If you’ve suffered the indignity of squeezing onto a little patch of sand between sweaty sun worshippers, you know not all beaches are created equal—and that it’s worth an extra effort to avoid a bad day at the beach.
Taipu de Fora, Bahia, Brazil
Presenting an antidote to this year’s World Cup craziness: Taipu de Fora, a near-five-mile beauty with golden sands and swaying coconut palms on the Maraú peninsula.
Navagio Beach, Zakynthos, Greece
The classic Greek color palette of deep blue (sea) and white (cliffs) is on fine display at Navagio Beach. But it has an edgier side. Nicknamed Smuggler’s Cove, the beach is the site of a wrecked smuggler’s ship that provides a bit of welcome, if rusty, shade.
Princess Margaret Beach, Bequia
This honeyed beach shaded by palms, cedar, and almond trees is named after Queen Elizabeth II’s jet-setting younger sister, who was known to take a dip in its calm waters. The lovely shoreline is on the Caribbean side of Bequia.
Ke’e Beach, Kauai, HI
Ke’e Beach is a gateway to Kauai’s wild side; the rugged Na Pali coast continues westward, offering amazing views and dense jungle paths should you wish to explore further. Soaring above it all is the emerald 1,115-foot-high Makana Mountain.

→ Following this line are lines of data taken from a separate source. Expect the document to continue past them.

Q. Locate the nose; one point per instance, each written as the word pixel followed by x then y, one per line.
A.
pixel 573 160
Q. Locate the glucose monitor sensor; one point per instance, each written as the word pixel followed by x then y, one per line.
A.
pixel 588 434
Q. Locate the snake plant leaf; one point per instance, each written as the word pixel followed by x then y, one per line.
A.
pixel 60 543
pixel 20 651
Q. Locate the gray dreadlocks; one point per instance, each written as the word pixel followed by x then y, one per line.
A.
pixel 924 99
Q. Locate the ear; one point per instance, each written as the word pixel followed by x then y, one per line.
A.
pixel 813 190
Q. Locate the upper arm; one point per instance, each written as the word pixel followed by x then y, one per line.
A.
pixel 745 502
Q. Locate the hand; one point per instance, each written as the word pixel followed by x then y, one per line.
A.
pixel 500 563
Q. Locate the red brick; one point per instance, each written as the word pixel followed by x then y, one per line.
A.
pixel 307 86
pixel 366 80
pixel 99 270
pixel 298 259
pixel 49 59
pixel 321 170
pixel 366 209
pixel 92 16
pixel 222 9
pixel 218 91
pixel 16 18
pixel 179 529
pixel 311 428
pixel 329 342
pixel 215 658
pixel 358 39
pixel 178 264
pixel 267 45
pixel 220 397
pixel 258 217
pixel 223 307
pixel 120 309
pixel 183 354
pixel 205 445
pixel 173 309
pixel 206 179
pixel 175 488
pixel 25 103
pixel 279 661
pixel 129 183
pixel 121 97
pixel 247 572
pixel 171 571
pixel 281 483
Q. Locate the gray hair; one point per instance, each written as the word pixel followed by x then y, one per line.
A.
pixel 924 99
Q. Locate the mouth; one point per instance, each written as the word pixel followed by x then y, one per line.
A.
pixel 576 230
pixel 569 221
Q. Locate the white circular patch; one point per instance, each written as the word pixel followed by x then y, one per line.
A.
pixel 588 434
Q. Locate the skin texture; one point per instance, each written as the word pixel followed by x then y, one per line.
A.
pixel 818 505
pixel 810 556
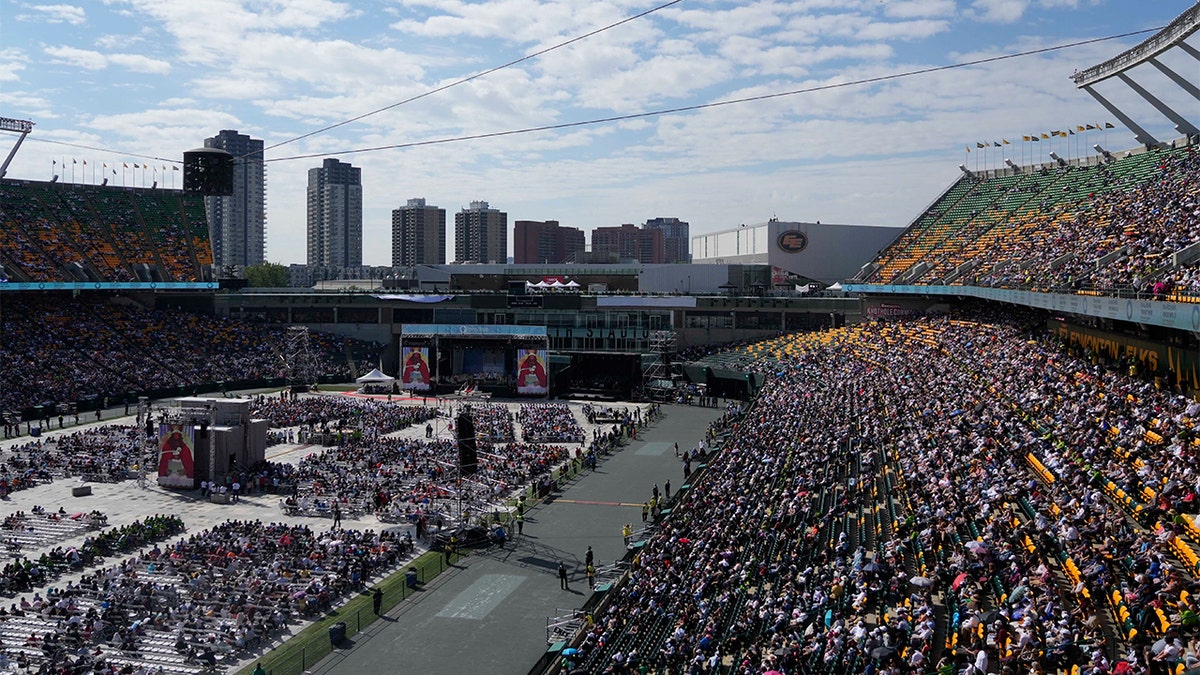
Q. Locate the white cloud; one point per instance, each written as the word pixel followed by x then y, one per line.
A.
pixel 12 61
pixel 919 9
pixel 137 63
pixel 1000 11
pixel 53 15
pixel 93 60
pixel 904 30
pixel 78 58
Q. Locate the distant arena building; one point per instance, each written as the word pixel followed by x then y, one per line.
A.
pixel 810 250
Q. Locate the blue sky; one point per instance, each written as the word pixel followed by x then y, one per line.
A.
pixel 156 77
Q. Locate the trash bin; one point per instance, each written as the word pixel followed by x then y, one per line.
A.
pixel 337 633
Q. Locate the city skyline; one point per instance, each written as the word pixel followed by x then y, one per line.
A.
pixel 126 81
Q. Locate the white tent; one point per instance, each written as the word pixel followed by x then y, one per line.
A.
pixel 376 377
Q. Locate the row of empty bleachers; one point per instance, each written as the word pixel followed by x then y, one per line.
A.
pixel 58 232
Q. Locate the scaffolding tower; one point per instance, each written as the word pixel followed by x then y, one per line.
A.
pixel 299 362
pixel 660 380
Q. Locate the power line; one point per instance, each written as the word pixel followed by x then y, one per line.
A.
pixel 625 117
pixel 477 76
pixel 409 100
pixel 717 103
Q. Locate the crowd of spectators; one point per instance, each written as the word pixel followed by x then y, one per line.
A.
pixel 24 574
pixel 549 423
pixel 1110 227
pixel 60 232
pixel 325 414
pixel 198 602
pixel 493 423
pixel 927 496
pixel 413 479
pixel 61 348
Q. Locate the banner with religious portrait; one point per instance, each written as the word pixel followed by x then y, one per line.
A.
pixel 177 465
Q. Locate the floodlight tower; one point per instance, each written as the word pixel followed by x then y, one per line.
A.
pixel 17 126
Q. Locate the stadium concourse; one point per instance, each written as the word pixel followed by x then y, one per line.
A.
pixel 145 579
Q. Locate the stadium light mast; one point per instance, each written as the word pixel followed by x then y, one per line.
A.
pixel 17 126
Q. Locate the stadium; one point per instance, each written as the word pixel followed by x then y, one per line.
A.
pixel 977 454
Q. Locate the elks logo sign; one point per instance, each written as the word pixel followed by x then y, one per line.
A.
pixel 792 242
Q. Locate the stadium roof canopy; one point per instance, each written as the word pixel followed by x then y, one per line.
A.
pixel 1147 52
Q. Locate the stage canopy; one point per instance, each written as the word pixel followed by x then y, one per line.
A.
pixel 376 377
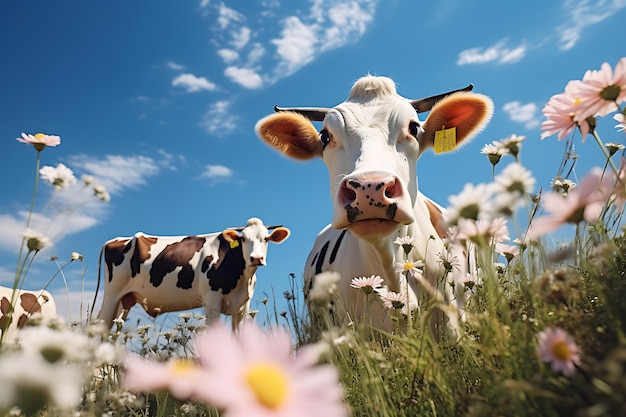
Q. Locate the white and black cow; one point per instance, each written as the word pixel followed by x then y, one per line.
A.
pixel 25 305
pixel 175 273
pixel 370 144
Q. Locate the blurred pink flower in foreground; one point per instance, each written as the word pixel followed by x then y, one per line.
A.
pixel 40 140
pixel 585 202
pixel 256 373
pixel 557 348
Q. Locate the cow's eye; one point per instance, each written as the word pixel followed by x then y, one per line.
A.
pixel 414 128
pixel 325 138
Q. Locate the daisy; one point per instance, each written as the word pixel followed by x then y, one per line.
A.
pixel 392 300
pixel 367 284
pixel 559 112
pixel 473 202
pixel 35 241
pixel 255 373
pixel 557 348
pixel 600 91
pixel 512 144
pixel 60 177
pixel 583 203
pixel 40 140
pixel 410 267
pixel 508 251
pixel 494 153
pixel 621 119
pixel 562 186
pixel 514 179
pixel 324 286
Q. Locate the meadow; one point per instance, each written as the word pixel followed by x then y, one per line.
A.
pixel 543 330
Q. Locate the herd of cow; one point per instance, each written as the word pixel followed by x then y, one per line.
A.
pixel 370 144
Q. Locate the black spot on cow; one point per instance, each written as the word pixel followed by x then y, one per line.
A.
pixel 321 258
pixel 114 253
pixel 175 255
pixel 225 273
pixel 333 253
pixel 352 212
pixel 391 211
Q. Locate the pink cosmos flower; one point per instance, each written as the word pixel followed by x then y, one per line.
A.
pixel 557 348
pixel 621 119
pixel 255 373
pixel 559 112
pixel 600 91
pixel 367 284
pixel 179 376
pixel 585 202
pixel 40 140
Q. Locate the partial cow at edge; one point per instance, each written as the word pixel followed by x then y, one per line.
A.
pixel 370 144
pixel 174 273
pixel 27 304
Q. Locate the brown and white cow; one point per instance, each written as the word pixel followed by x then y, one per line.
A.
pixel 174 273
pixel 26 305
pixel 370 144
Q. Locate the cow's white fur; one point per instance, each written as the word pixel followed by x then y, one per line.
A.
pixel 168 297
pixel 46 309
pixel 370 142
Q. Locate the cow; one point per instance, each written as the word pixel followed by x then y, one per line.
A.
pixel 26 304
pixel 370 144
pixel 174 273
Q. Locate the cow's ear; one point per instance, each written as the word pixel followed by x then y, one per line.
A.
pixel 468 112
pixel 279 234
pixel 230 235
pixel 291 133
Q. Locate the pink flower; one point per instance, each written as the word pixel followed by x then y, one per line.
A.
pixel 585 202
pixel 367 284
pixel 178 376
pixel 40 140
pixel 255 373
pixel 557 348
pixel 560 112
pixel 600 92
pixel 621 119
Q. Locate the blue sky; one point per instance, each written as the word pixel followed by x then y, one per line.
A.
pixel 158 101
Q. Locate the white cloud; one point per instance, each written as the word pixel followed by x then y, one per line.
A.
pixel 522 113
pixel 193 84
pixel 241 37
pixel 174 66
pixel 584 13
pixel 228 55
pixel 217 173
pixel 245 77
pixel 219 120
pixel 498 52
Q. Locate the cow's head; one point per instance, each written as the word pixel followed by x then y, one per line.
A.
pixel 254 239
pixel 370 144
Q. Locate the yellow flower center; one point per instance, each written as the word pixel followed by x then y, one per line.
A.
pixel 561 351
pixel 182 367
pixel 269 383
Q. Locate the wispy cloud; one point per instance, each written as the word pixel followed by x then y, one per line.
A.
pixel 216 173
pixel 219 120
pixel 193 84
pixel 499 53
pixel 297 41
pixel 522 113
pixel 77 208
pixel 582 14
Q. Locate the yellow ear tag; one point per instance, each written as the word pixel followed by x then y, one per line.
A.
pixel 445 140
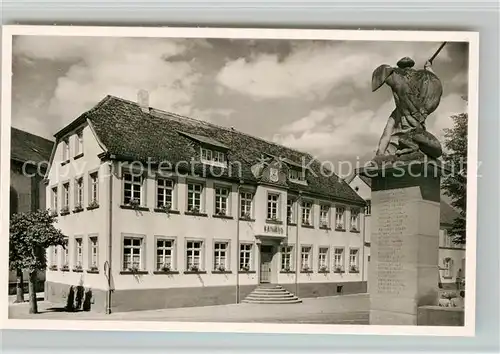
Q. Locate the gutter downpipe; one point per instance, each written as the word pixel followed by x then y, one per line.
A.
pixel 238 243
pixel 297 260
pixel 110 236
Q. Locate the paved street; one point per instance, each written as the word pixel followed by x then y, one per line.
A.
pixel 347 309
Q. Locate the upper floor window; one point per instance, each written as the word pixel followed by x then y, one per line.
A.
pixel 296 175
pixel 132 189
pixel 272 206
pixel 324 216
pixel 307 213
pixel 53 202
pixel 368 207
pixel 246 205
pixel 94 189
pixel 65 144
pixel 340 218
pixel 79 143
pixel 354 220
pixel 164 193
pixel 290 214
pixel 213 157
pixel 221 201
pixel 194 197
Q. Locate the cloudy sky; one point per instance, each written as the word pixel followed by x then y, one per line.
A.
pixel 313 96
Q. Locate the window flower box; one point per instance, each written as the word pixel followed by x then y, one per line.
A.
pixel 93 205
pixel 65 210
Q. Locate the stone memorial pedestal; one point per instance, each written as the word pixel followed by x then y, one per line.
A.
pixel 403 270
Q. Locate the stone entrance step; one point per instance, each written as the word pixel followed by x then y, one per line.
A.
pixel 271 294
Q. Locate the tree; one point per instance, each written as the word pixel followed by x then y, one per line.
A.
pixel 455 183
pixel 30 235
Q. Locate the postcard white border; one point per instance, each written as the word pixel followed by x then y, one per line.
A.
pixel 244 33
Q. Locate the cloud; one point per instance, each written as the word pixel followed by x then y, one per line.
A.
pixel 313 69
pixel 117 66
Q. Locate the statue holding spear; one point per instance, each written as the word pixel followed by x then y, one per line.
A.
pixel 417 94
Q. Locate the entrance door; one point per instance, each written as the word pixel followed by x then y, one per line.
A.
pixel 266 257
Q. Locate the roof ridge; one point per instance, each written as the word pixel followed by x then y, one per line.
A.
pixel 180 116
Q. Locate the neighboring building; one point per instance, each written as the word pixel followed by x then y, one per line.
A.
pixel 28 163
pixel 205 222
pixel 451 255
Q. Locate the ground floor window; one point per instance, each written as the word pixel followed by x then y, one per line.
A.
pixel 132 253
pixel 353 261
pixel 78 253
pixel 286 258
pixel 194 256
pixel 245 256
pixel 305 258
pixel 323 259
pixel 220 256
pixel 338 260
pixel 164 254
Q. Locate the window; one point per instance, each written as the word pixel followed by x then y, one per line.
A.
pixel 132 189
pixel 338 259
pixel 448 267
pixel 220 256
pixel 286 258
pixel 94 189
pixel 306 213
pixel 353 260
pixel 65 150
pixel 368 207
pixel 132 253
pixel 324 216
pixel 78 253
pixel 79 143
pixel 272 206
pixel 246 205
pixel 65 206
pixel 340 218
pixel 164 193
pixel 354 220
pixel 296 175
pixel 194 197
pixel 164 255
pixel 54 256
pixel 221 201
pixel 290 215
pixel 323 259
pixel 305 258
pixel 79 193
pixel 65 253
pixel 94 254
pixel 54 199
pixel 246 256
pixel 193 256
pixel 213 157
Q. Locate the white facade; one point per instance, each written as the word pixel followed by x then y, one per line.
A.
pixel 144 238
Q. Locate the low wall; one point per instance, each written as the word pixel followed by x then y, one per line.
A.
pixel 440 316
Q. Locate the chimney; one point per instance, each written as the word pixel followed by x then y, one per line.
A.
pixel 143 100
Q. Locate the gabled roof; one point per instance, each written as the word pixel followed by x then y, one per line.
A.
pixel 129 133
pixel 27 147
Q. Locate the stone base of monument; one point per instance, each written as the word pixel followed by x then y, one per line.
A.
pixel 403 271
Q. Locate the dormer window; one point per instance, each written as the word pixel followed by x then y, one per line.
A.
pixel 213 157
pixel 296 176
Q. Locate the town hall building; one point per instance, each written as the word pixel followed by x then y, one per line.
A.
pixel 162 210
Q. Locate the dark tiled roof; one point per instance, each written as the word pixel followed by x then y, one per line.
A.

Luskentyre Bay, Isle of Harris, Scotland
Powdery sand that appears silver or pale gold depending on the light; waters that run from green to indigo; and views of the rugged North Harris mountains conspire to make Luskentyre Bay feel downright bewitching.
The Baths, Virgin Gorda, BVI
The Baths on the British Virgin Island of Gorda deviates from the typical beautiful beach model of mile after mile of unimpeded powdery shoreline.
Playa Nacascolo, Peninsula Papagayo, Guanacaste, Costa Rica
You can take your pick among this peninsula’s sands; even if their proximity to glitzy resorts suggests otherwise, all beaches in Costa Rica are public.
Cannon Beach, OR
Conifer forests meet the Pacific Ocean at Cannon Beach, where colossal rocks add a primal touch to the seascape. This nine-mile stretch of sand is known for Haystack Rock, a hefty 235-foot-high landmark that has caves you can explore at low tide.
This Polynesian atoll has all the ingredients of a castaway fantasy: a talcum-powder beach dotted with driftwood, palm trees for shade, and gently lapping translucent water.
Playa de las Catedrales, Galicia, Spain
Centuries of crashing waves and merciless winds off the coast of northwest Spain have sculpted beautiful rock formations at Playa de las Catedrales, so named for the soaring arches visible only at low tide.